Monday, 27 April 2015

image for UK Search and Rescue Team fail to locate Nepal
'Excuse me, can you tell me the way to Nepal please?'

24 hours after their departure, the UK's premier search and rescue organisation, The Hampstead Heath Search and Rescue Sunday Club, have been forced to return home after failing to locate Nepal.

Upon learning of the catastrophic earthquake in Nepal and the reported loss of over 3000 lives, the search and rescue specialists launched into action in the hope of being amongst the first volunteers to arrive on the scene.

Team leader, Sathe-Navinder (Sat-Nav) Singh, 46, from Highgate insists that the operation was jinxed from the start.

'The operation was jinxed from the start,' he reported at a press conference earlier today. 'We were desperate to set off quickly but Bill couldn't find his shovel. Arthur wouldn't leave without his lucky underpants, which were in the wash and the map that we had in the van only went as far as Watford.'

Despite this the team left in high spirits.

'We had every hope of getting there,' continued Mr.Singh. 'After Watford we stopped several times to ask people if they knew the whereabouts of Nepal but no one had a clue.
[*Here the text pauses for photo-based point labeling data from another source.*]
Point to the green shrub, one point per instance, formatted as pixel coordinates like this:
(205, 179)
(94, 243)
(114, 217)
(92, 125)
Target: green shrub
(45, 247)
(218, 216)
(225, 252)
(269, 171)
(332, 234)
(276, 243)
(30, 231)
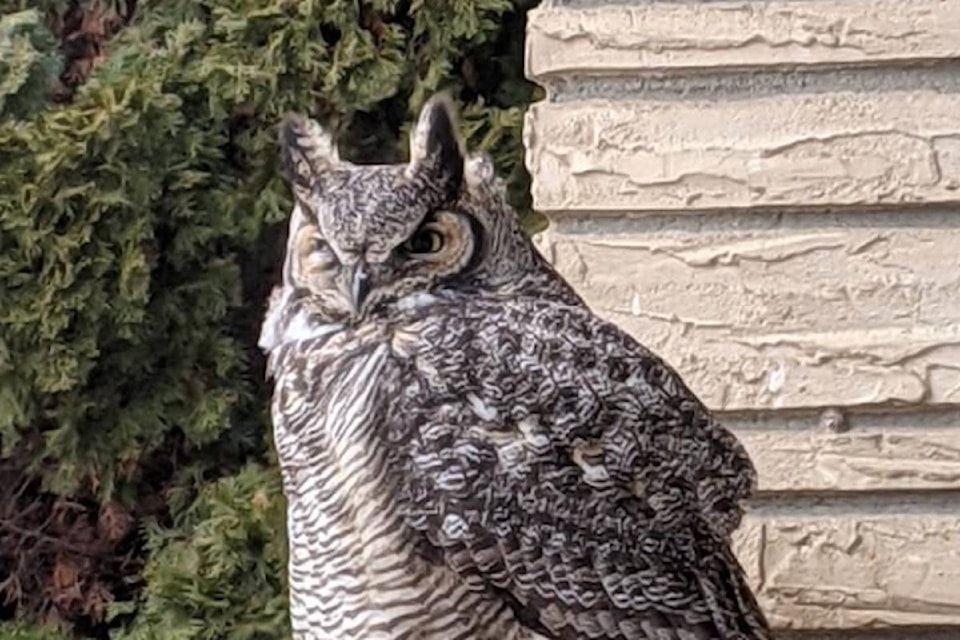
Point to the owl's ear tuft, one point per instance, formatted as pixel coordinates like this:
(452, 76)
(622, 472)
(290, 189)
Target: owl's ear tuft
(435, 145)
(308, 151)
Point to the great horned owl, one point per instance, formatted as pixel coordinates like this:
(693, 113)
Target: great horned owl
(467, 451)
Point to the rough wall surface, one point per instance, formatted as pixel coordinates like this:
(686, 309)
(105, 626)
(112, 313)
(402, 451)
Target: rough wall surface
(768, 194)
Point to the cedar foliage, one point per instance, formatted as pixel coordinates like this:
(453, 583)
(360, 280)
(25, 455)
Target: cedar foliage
(141, 224)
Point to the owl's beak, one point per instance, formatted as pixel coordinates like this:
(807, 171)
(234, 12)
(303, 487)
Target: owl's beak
(356, 285)
(361, 285)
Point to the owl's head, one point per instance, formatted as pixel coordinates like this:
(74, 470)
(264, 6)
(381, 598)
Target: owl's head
(363, 238)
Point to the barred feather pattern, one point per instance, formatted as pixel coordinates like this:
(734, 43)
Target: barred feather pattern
(468, 452)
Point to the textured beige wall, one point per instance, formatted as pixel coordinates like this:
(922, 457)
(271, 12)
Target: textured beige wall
(768, 194)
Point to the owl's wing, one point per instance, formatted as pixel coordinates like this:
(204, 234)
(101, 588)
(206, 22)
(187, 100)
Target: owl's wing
(565, 467)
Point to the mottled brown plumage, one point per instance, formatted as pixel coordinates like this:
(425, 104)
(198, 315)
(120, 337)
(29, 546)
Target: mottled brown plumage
(467, 450)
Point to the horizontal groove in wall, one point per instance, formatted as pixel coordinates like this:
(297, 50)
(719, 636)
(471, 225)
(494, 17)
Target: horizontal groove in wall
(893, 217)
(738, 34)
(899, 633)
(854, 420)
(873, 504)
(738, 84)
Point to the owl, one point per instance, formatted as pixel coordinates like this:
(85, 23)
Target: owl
(467, 451)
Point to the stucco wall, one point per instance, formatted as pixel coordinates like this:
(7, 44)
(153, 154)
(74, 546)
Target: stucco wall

In the end we were forced to return home as we were running out of petrol and I'd forgotten my Nectar card.'

Mr.Singh seemed a little embarrassed about the entire episode.

'I admit that this looks bad, but I'm sure that we'll all be laughing about it this time tomorrow. After all, how many people actually know
where Nepal is?'

The Spoof.com decided to take up Mr.Singh's challenge and find out.

Despite the UK's generous offer to donate £5 million towards the disaster fund, 95% of MP's were unable to accurately locate the position of Nepal on a map of the world.

The general public fared no better, with only 3 people out of the hundred polled being able to accurately state the whereabouts of Nepal. Whilst many were able to get fairly close, some of the more bizarre attempts put the location of Nepal as being somewhere on the Isle of Wight (apparent mix-up with Newport)and one person who thought Nepal was a town just outside Luton.

The story above is a satire or parody. It is entirely fictitious.